Influence of Molecular Weight on Self-Organization, Uniaxial Alignment, and Surface Morphology of Hairy-Rodlike Polyfluorene in Thin Films

We present investigations of the self-organized structure, overall uniaxial alignment, and larger-scale interface morphology in thin films of low-molecular-weight hairy-rodlike,pi-conjugated poly(9,9-bis(ethylhexyl)-fluorene2-7-diyl), (LMW-PF2/6) (M-n = 7600 g/mol) and a comparison of high-molecular-weight PF2/6 (HMW-PF2/ 6) (M-n = 150 000 g/mol). Photoabsorption, grazing-incidence X-ray diffraction, small/wide-angle X-ray scattering. and X-ray reflectivity methods have been used. The experiments have been supported by molecular mechanics-calculated molecular structure and recursively simulated reflectivity curves and discussed in terms of the semiquantitative theoretical analysis of the self-organization of hairy-rodlike polymers. As with HMW-PF2/6. LMW-PF2/6 is found to be a thermotropic liquid crystal consisting of rodlike 5/2 helices. Blue photoluminescence with an absolute photoluminescence quantum yield of 32% in the solid films is observed. After thermotropic alignment on rubbed substrates, considerably higher dichroic ratios in absorption, >10, are found, indicating a far higher degree of axial alignment compared to the similarly processed HMW-PF2/ 6. The degree of spatial order has been found to be high along the rubbing direction, the z axis but, in contrast to HMW-PF2/6, the structure perpendicular to the z axis on the (ab0) plane is observed to be less ordered, and no multiple orientation (Knaapila, M.; Lyons, B. P.; Kisko, K.; Foreman, J. P.; Vainio, U.; Mihaylova, M.; Seeck, O. H.; Palsson, L.-O.; Serimaa, R.; Torkkeli, M.; Monkman, A. P. J. PhYs.

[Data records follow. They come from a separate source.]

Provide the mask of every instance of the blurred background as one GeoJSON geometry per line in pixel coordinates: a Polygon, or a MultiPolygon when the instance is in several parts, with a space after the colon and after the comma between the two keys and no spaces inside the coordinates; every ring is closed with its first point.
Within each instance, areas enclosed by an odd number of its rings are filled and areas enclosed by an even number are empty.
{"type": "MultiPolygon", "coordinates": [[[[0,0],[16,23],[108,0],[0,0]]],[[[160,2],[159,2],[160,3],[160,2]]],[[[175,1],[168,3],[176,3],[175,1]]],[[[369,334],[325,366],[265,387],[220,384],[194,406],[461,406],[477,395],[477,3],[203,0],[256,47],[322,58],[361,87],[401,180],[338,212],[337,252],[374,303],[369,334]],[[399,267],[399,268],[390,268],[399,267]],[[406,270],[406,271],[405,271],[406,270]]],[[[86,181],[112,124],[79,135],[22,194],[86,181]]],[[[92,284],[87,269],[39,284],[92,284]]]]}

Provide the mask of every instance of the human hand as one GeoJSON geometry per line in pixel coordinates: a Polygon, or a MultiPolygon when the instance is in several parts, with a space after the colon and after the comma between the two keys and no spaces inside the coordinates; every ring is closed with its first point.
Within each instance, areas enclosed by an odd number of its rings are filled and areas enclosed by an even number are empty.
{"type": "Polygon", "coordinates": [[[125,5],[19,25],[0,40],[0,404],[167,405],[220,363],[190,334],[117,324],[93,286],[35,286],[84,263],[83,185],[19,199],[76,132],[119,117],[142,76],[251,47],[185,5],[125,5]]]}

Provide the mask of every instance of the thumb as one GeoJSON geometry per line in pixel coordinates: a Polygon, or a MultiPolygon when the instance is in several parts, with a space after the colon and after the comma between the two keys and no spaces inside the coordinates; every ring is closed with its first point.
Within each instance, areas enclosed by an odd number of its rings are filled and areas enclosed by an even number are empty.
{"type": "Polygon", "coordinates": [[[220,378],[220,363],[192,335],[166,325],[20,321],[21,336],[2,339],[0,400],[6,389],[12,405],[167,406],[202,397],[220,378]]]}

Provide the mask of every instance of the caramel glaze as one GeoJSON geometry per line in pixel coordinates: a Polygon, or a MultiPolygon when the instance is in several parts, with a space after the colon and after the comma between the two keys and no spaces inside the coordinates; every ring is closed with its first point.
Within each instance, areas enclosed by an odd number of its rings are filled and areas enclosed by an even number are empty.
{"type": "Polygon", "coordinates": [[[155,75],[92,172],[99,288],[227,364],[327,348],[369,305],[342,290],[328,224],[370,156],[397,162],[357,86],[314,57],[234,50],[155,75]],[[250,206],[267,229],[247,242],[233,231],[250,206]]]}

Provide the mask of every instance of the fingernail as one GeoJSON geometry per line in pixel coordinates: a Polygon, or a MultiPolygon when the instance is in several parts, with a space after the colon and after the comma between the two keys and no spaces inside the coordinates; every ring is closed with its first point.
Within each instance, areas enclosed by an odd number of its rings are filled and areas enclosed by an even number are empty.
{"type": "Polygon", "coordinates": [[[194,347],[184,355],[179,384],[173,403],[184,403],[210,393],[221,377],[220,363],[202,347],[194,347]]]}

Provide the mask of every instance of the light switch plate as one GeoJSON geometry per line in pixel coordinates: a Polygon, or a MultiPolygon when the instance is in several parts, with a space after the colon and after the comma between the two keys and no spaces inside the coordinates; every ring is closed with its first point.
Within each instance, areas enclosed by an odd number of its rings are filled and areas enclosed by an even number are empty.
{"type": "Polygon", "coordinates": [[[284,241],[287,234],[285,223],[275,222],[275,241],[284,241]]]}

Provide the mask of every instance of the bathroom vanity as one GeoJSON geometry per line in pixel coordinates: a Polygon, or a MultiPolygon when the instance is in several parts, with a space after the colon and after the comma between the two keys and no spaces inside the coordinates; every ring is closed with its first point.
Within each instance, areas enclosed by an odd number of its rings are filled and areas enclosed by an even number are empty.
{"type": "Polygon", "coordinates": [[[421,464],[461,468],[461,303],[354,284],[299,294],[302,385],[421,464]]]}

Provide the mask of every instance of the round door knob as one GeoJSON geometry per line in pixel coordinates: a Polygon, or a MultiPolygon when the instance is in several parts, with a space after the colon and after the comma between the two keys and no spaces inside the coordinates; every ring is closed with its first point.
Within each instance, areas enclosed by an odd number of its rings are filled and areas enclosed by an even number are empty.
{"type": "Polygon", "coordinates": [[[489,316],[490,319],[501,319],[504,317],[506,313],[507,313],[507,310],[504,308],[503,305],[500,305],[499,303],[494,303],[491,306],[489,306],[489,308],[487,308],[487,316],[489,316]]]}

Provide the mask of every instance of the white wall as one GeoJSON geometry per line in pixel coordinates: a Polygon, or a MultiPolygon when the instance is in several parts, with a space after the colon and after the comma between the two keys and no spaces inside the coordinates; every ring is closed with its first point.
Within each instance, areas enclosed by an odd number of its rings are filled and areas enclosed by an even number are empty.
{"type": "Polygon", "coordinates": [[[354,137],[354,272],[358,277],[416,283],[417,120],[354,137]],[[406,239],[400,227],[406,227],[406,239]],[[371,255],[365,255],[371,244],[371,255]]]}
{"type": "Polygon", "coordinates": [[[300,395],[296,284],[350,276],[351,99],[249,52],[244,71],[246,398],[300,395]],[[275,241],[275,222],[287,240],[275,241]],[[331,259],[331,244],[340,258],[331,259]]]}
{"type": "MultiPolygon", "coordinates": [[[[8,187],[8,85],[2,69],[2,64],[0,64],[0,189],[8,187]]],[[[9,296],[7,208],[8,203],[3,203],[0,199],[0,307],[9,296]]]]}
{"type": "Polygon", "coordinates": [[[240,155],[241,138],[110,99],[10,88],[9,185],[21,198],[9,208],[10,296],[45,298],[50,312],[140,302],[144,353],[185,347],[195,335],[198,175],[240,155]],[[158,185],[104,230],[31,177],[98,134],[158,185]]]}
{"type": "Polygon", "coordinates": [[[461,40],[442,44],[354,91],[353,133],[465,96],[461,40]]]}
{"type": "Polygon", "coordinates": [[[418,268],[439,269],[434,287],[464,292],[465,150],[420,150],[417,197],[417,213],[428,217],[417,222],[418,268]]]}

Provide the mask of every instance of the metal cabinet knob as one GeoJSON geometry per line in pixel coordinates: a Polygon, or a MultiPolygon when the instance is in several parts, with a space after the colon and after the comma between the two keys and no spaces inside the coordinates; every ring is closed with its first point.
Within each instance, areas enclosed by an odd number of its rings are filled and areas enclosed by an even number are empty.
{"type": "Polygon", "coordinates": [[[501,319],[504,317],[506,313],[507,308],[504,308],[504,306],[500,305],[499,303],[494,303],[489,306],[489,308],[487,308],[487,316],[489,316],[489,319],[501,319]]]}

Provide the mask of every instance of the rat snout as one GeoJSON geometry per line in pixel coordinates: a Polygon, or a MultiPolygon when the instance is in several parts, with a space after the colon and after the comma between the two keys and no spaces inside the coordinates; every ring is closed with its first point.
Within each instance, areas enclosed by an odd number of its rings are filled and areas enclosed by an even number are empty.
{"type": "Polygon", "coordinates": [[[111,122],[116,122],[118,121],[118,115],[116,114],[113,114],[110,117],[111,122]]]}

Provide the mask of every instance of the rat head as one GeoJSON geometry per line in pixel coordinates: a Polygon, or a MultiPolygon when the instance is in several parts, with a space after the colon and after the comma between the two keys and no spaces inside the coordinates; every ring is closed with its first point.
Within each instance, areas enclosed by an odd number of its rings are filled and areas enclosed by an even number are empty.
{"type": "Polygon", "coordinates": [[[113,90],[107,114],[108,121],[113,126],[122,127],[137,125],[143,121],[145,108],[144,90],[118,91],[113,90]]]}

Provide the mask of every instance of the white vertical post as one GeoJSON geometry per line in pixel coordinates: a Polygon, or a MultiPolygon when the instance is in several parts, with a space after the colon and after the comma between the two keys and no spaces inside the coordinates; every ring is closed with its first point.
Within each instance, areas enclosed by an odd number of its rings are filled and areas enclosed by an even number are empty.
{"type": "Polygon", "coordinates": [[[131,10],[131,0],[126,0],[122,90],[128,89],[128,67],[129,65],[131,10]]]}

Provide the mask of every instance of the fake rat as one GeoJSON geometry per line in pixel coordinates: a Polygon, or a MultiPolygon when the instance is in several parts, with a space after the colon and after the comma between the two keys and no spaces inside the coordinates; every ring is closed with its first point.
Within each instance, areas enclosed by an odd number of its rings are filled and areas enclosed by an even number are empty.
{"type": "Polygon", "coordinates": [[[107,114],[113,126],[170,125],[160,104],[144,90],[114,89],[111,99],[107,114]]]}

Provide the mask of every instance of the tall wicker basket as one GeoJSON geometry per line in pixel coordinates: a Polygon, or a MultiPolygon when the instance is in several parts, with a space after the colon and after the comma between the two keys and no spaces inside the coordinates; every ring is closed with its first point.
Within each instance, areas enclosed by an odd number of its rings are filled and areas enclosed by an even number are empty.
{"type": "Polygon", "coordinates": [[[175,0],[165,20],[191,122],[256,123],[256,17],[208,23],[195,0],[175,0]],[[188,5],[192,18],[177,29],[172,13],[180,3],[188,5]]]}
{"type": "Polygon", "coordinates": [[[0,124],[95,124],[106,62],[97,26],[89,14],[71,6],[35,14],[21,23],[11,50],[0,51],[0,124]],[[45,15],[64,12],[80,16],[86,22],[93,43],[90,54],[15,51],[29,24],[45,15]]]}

Chem. B 2003, 107, 12425-12430) is seen. Both in bulk and in thin aligned films, LMW-PF2/6 is suggested to approach a nematic instead of a well-defined hexagonal structure. These findings are in agreement with the presented theoretical arguments. LMW-PF2/6 is also shown to form well-developed larger-scale morphology and surface roughness below 2 nm in films over the thickness range from 20 to 200 nm. There is also a difference in macroscopic texture in polarized micrographs between these materials, but the influence of the molecular weight cannot be rigorously established at present.